Robert Abela’s defence of his government and his ministers after Times of Malta documented the way people with political connections were “helped” to pass their driving tests is as far as it is possible to go from the promise of “Malta tagħna lkoll”. Robert Abela said Ian Borg and other Labour Party officials were simply doing their job when they put pressure on Transport Malta officials to help Labour Party supporters get preferential treatment by the driver licensing unit. This, Robert Abela said, amounts to “a primary function” of the government.

The “primary function” of the government in the driver licensing department is to make sure only competent drivers are licensed.

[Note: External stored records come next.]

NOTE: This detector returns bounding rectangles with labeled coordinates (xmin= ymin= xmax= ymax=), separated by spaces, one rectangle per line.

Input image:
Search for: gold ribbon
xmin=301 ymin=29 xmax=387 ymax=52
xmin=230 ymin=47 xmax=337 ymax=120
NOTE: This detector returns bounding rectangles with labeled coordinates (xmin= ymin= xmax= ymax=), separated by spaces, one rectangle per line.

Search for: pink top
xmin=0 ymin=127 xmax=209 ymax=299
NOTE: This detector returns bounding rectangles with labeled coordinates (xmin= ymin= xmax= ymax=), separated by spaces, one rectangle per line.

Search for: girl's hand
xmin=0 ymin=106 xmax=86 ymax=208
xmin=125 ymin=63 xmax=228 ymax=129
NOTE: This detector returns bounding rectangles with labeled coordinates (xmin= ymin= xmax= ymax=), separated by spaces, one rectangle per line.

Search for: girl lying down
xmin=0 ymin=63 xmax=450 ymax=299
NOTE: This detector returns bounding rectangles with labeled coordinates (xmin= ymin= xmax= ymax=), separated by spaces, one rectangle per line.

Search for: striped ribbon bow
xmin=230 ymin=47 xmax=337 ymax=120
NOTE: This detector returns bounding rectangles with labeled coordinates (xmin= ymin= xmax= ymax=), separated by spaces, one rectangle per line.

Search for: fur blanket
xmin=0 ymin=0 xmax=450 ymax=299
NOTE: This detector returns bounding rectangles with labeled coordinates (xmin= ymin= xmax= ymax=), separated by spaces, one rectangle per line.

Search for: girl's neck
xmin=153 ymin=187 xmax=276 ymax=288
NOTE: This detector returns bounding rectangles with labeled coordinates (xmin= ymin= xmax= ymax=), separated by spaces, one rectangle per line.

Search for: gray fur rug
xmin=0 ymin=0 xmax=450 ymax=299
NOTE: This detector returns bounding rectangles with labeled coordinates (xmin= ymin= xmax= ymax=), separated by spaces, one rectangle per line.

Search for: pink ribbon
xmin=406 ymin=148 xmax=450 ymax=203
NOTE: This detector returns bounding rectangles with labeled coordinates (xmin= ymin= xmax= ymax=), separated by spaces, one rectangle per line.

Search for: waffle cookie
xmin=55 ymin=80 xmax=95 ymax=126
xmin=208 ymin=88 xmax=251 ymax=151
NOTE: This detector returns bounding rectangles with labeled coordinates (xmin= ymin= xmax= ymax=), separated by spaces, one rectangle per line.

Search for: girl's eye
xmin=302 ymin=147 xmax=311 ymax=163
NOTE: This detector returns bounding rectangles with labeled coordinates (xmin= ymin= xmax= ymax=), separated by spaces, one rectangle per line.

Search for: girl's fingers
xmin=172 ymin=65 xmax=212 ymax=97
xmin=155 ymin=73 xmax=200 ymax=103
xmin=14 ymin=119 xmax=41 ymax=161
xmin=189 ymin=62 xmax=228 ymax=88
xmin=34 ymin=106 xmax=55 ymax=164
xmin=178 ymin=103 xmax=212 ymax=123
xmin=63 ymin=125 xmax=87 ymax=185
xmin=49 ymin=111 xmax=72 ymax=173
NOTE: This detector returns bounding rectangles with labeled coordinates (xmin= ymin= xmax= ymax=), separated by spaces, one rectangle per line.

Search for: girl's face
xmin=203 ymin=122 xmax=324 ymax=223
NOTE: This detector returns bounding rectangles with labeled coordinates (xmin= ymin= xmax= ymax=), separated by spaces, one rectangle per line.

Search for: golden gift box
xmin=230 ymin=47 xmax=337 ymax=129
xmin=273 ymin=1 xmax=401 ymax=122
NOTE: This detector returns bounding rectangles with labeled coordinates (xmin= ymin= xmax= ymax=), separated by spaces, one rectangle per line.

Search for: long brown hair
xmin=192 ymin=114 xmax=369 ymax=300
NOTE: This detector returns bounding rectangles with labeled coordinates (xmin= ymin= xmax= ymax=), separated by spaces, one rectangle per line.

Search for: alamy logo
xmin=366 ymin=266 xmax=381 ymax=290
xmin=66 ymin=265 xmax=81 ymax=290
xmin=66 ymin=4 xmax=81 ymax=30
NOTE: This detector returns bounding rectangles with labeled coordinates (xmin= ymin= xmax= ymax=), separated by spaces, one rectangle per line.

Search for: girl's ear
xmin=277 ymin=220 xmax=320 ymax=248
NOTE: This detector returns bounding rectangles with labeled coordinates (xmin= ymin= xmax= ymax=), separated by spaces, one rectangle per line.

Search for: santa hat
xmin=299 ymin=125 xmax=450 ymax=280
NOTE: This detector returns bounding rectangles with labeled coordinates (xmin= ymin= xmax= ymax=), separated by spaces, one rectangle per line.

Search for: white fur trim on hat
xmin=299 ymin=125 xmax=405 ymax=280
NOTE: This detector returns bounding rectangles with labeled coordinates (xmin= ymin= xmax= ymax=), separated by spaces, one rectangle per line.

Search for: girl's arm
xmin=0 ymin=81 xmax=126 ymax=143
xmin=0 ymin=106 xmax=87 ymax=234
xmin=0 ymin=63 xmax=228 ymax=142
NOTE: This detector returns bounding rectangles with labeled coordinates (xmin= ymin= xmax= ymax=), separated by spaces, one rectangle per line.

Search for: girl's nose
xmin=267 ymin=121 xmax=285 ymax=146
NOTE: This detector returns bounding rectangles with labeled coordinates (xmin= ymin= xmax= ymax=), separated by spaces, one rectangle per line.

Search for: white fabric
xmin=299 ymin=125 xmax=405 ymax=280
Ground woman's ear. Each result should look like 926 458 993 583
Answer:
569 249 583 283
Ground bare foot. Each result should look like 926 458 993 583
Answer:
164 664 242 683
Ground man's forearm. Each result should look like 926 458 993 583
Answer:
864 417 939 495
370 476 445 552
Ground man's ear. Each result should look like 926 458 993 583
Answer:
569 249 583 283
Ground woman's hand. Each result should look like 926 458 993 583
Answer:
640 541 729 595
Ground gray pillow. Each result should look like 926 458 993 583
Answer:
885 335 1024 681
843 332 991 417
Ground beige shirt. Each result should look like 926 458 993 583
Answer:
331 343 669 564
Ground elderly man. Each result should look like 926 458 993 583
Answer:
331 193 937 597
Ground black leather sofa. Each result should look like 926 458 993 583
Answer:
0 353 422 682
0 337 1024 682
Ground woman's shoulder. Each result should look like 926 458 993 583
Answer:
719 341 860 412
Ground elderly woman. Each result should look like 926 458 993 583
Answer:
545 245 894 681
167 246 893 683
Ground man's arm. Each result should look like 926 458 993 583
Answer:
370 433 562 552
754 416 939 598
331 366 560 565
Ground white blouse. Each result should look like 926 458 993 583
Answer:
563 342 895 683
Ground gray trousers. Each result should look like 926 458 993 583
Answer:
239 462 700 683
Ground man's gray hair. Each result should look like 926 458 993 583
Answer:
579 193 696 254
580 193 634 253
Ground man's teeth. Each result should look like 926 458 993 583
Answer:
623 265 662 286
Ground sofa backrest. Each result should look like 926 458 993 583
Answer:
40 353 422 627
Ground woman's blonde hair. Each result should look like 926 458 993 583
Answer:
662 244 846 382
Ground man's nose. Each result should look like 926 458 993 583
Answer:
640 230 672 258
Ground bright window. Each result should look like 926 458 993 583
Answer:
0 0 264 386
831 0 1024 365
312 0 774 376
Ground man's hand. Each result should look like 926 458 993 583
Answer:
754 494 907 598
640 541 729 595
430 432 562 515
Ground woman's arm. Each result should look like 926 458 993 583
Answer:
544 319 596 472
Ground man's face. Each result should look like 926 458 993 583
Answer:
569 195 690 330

As part of the wider government, and therefore like the rest of it, they are otherwise expected to be efficient (for example by making sure that people waiting to qualify are not made to wait too long to be tested) and to be fair (by judging someone’s competence according to how well they drive not whether they’re friends with the minister).

That is the primary function of the government. Of course, nothing is ever perfect. People should feel free to speak to their MP if they have reason to believe they have been treated unfairly. And that MP is in duty bound to verify the complaints they receive and raise the issue with the line minister, so the problem is fixed. MPs can and should act as checks on the government to combat injustices, an otherwise inevitable side effect of any bureaucracy. The problem should be fixed by improving efficiency and fairness.

Robert Abela is arguing for the opposite. He is saying that MPs’ primary function is to reduce efficiency and fairness. Because if a Laburist is allowed to jump the queue, the wait for everyone else is going to be longer than it otherwise would have been. And because discriminating in favour of a Labour supporter cannot happen without discriminating against everyone else.

The young people who are disaffected by this country would be horrified to learn that just to get your dues – like obtaining a driving license – you need to slobber at the feet of a local grandee. Thirty years ago local TV broadcast a satirical show with a weekly political folk song. One of them – truly unforgettable – went “fil-kjù, fil-kjù, ħalli ninqdew, l-onorevoli nistennew.” ‘We wait in line for the honourable (MP) to serve us.’ It’s funny sometimes what sticks in memory. The point is what was funny in 1988 is positively tragic but otherwise unchanged in 2023.

By placing himself between the right of citizens and the service the government is supposed to provide, Ian Borg bullies his way into the lives of people who shouldn’t need him. Certainly, they should not need him to acquire a driving license.

By being forced to ask for favours we are all deprived of our rights.